Caro direttore,
le scrivo il mio giudizio sul film di Martone (“Il Giovane Favoloso”) la selva oscura di commenti entusiastici ed encomiastici che in questi giorni m’assillano sulla rete, non ultimo tra i quali il giudizio di “nientedimenoché” Roberto Saviano. Prima di vedere il film una domanda mi era sorta spontanea: “Era proprio necessario fare un film su Leopardi?”. Alla fine della visione ho però rettificato la mia domanda: “Era proprio necessario fare QUESTO film su Leopardi?”
Io, umile studente di Lettere, sono ohimé costretto a fare Mea Culpa, poiché in questo Giovane Favoloso ho visto poche favole, e certo non ci ho visto un capolavoro.

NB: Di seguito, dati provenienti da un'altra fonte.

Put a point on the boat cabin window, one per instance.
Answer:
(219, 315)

Ciò che ho visto non è stato che uno svilimento della figura del Conte Giacomo Leopardi, secolarizzato e, cosa assai più tremenda, sessualizzato. Secolarizzato in quanto il pensiero puro del poeta non viene fuori, ciò che lo ha reso immortale viene messo in un angolo e riassunto in patetiche recite di brani (abbastanza banalmente) scelti, per lasciare più spazio agli aspetti più grettamente materialistici della vita del’autore, facendolo entrare di diritto in quella “folla imbarbarita degli evi persi” (citando Gadda) da cui Leopardi ha sempre voluto spasmodicamente sottrarsi.
Allo svilimento del pensiero leopardiano ci pensa egregiamente la perpetua sessualizzazione che si ha del Conte, prima con le sbirciatine alla finestra d’una evitabilissima “Silvia”, poi con l’eccessivo peso narrativo dato alla storia d’amore non corrisposto con la bella Fanny Targioni Tozzetti.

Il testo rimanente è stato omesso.